It's been recently rumored that Intel is taking steps towards a socket-less future, perhaps sooner than you think. The rumor originates from a Japanese website, which reported that Broadwell, the 14nm successor to next year's Haswell, would not come in an LGA package. Such a scenario would effectively neuter the enthusiast DIY market, and AMD wants no part of the castration process, at least not in the near future.
Let's back up a moment. According to PC Watch and a few other websites, Intel's Broadwell architecture is switching from a land grid array to a ball grid array (BGA), which could lead to soldering CPUs directly to the motherboard. Intel hasn't confirmed the rumor, so it could turn out to be a bunch of poppycock. It also hasn't denied the report.
AMD has spoken up, however, telling Nathan Kirsch at Legit Reviews that it understands the need for socketed processors in the desktop market and is fully committed to keeping it that way.

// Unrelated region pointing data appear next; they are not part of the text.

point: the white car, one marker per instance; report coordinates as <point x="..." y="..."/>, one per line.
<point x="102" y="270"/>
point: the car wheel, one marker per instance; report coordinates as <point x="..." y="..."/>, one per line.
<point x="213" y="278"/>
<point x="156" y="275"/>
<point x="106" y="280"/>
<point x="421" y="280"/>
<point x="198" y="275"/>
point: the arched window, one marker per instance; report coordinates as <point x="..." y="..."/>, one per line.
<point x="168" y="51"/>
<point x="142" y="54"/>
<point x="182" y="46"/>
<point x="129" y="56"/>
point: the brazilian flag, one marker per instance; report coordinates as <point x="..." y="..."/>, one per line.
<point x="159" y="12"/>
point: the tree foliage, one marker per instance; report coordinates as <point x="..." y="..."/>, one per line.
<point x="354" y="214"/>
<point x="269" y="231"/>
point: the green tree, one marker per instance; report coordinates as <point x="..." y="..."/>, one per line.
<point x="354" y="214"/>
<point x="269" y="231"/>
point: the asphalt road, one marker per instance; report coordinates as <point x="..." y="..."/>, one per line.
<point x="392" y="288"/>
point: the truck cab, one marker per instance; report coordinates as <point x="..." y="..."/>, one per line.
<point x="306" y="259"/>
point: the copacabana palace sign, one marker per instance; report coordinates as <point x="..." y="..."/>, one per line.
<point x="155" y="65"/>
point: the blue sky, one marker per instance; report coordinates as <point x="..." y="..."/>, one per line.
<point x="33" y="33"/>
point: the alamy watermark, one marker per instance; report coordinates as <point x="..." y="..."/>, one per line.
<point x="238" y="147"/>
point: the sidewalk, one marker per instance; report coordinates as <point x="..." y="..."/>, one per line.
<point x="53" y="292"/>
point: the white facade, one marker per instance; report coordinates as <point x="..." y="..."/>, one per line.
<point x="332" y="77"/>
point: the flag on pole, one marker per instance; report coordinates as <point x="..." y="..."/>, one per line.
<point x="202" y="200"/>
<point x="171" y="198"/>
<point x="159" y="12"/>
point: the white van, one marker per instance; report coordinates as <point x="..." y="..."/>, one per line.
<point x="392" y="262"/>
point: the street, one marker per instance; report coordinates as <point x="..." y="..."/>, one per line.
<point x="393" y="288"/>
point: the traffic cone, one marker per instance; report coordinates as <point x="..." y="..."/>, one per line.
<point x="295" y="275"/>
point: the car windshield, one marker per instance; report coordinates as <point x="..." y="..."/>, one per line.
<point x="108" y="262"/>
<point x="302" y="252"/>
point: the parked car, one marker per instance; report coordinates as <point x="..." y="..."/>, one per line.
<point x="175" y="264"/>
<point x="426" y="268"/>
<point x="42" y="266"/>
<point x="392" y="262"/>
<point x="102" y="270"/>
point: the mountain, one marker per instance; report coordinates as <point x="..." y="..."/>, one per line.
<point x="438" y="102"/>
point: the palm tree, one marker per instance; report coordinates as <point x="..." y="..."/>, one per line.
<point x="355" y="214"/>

"AMD has a long history of supporting the DIY and enthusiast desktop market with socketed CPUs and APUs that are compatible with a wide range of motherboard products from our partners. That will continue through 2013 and 2014 with the 'Kaveri' APU and FX CPU lines," Gary Silcott, Corporate Communications of AMD Client Products, told Kirsch in an email. "We have no plans at this time to move to BGA only packaging and look forward to continuing to support this critical segment of the market."
The Sunnyvale chip designer went on to offer Intel a backhanded compliment of sorts, adding that "we [AMD] certainly understand Intel's enthusiasm" for BGA, and that AMD itself introduced new types of BGA packages in ultrahin platforms several years ago, "but for the desktop market, and the enthusiasts with whom AMD has built its brand, we understand what matters to them and how we can continue to bring better value and a better experience."
Let's hope AMD sticks around long enough to keep its promise.